There is something so very wrong with you!
Her mother’s voice in her head prevented her saying what she truly wished to. “That is the simple of it. Beyond that, I believe you would require a certain knowledge of me to understand.” With that, she looked directly at him, something that had been carefully trained out of her. “We are not that familiar, you and I.” The hairs on her neck revolted at her frank speech and wilted, a shiver coursi
ng her flesh, her mind reeling, attempting to pull the words back even as it was much too late.
“I understand that there are things that require a certain familiarity, one which we do not yet have. But isn’t that what this courting is for? An attempt to discover if we would suit?”
She nodded once, then words burst from her, escaping much against her will. “I would think if you knew me better you would not consider me the least bit suitable.” Her hand flew to her mouth then, as if to trap the words, but this, much too late. She bit her lip as punishment.
“Amelia, I—”
“I did not yet give you leave—”
“Yes, I—I beg your pardon. I feel as though I know you.

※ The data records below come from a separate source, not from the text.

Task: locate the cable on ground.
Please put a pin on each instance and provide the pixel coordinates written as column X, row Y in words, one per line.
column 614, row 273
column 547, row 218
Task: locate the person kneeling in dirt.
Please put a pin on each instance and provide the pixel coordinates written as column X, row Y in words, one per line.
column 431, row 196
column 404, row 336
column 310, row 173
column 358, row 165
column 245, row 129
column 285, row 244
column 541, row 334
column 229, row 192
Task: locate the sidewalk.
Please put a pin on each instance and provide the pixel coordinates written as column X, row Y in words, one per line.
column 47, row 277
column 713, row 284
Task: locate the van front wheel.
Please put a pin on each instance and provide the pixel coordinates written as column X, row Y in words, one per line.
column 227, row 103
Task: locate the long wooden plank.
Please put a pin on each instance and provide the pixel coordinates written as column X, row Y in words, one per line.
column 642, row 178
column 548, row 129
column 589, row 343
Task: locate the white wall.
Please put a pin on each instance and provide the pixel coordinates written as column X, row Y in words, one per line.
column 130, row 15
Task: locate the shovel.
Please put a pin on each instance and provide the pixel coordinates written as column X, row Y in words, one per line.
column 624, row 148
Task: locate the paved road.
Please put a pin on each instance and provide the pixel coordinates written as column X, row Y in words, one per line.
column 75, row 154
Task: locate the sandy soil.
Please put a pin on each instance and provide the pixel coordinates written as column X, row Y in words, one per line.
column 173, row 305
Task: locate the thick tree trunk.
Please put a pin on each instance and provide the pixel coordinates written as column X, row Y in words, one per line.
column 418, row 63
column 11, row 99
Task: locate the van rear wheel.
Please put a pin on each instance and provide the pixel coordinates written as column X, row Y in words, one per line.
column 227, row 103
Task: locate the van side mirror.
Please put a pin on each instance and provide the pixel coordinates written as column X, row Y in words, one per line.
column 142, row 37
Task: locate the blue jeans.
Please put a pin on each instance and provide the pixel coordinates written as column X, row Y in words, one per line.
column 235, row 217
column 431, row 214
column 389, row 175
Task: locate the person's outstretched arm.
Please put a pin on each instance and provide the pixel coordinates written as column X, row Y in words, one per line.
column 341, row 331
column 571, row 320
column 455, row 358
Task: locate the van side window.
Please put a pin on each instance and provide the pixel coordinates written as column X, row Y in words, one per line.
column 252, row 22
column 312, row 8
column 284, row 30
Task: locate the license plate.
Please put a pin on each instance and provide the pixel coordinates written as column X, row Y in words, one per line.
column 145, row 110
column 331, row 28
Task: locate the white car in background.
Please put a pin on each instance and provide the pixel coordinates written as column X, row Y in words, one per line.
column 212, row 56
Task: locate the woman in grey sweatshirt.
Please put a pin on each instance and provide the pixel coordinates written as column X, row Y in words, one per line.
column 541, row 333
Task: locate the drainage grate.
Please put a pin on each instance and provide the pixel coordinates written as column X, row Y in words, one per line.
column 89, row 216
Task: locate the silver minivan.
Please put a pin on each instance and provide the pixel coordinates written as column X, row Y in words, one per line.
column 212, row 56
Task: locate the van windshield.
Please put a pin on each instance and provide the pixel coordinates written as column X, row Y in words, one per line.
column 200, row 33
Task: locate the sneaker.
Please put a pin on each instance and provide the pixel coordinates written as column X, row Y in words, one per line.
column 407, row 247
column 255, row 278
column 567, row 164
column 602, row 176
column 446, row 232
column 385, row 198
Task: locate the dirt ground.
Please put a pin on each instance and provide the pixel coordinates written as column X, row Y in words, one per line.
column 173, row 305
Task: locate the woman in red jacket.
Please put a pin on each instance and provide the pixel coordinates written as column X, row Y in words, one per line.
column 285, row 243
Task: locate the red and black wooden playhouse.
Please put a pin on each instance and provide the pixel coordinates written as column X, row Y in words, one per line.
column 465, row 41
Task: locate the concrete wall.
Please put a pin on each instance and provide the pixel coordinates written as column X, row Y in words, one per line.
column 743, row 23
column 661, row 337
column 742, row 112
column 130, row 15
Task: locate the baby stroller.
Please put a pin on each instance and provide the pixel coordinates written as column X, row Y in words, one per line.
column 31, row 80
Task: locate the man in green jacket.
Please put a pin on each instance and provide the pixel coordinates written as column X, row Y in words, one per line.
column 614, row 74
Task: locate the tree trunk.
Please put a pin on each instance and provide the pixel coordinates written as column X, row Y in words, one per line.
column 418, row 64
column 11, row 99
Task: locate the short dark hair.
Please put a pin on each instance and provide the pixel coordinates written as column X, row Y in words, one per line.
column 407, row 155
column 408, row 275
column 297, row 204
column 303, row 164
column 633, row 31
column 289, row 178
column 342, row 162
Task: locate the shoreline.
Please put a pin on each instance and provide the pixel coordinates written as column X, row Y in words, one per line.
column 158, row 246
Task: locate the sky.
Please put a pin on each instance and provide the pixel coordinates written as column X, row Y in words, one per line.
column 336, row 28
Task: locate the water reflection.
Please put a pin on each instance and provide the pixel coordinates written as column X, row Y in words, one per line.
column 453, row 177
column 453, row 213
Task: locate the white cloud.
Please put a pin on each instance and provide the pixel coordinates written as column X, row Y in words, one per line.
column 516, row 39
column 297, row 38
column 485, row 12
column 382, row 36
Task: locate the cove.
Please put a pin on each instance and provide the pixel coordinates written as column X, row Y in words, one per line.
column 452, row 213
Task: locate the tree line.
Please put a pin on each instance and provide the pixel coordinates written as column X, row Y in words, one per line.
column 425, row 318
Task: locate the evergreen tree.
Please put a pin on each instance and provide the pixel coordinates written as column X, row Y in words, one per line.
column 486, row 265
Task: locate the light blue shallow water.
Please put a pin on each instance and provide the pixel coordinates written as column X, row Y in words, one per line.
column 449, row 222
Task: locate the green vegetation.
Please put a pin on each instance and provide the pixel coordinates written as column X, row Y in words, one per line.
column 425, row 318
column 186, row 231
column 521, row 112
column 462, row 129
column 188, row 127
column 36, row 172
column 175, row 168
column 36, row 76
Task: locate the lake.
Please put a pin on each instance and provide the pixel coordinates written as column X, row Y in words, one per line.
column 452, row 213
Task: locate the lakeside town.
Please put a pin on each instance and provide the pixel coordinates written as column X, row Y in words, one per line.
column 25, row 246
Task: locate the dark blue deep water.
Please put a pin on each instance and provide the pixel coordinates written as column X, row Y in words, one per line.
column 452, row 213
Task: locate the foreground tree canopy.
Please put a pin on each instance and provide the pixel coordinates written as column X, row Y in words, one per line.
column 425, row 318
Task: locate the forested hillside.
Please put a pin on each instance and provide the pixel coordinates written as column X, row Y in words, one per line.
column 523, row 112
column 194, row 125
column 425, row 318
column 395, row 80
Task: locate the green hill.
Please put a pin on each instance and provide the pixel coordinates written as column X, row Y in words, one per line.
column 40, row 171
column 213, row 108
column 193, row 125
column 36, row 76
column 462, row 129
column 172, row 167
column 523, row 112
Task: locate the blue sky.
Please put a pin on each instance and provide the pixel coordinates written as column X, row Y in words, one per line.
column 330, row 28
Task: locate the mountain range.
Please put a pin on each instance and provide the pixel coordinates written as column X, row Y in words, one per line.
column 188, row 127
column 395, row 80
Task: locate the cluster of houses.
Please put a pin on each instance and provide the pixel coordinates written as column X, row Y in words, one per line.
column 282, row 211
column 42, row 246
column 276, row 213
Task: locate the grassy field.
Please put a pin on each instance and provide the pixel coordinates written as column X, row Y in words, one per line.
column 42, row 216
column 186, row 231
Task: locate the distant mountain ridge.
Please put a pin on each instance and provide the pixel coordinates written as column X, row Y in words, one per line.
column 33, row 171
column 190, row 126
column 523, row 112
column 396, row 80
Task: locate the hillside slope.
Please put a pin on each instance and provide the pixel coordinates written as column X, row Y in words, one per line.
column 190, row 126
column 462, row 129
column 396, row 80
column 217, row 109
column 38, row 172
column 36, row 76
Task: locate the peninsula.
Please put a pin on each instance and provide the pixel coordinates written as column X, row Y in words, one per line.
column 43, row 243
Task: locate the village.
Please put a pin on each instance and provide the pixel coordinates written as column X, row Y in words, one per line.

Perhaps I feel that bond between us from childhood yet and wish to hold on to it.” He shook his head. “My lady, I do not know how to make you understand my feelings on this matter. I appreciate...” Charles paused, and she considered how well his mouth was being controlled by his will. Marveled at it, was terribly jealous of it. “I appreciate that you are different, but I believe it is that difference that has always held my sway. When I was a young boy, nobody ever spoke so frankly to me as you. Your forwardness was quite...refreshing.”
She giggled, then politely covered her mouth. “Refreshing? Is that what you choose to call it? My mother would call that impertinence, an attribute frowned upon by future husbands the world over.”
“Impertinence.” He grunted. “I rather like your sort of impertinence. It kept me in line.”
Amelia couldn’t help but smile. She had rather spoken her mind at him as a child, pulled him from his cushy womb of dukedom and forced him out into the viscid wilderness of the world.
“Well, I will endeavor to be as impertinent as possible. Though I’m unsure what that will look like as I am ever attempting to be not so impertinent, and the result is truly blatant impertinence and...” He started to laugh. “Oh goodness...”
“Yes, well. I think you lost me on the second impertinent, but we’ll just have to see how it goes, won’t we?” He reached out and took her hand again, and she realized at that moment—she wasn’t shivering or overconcerned with details.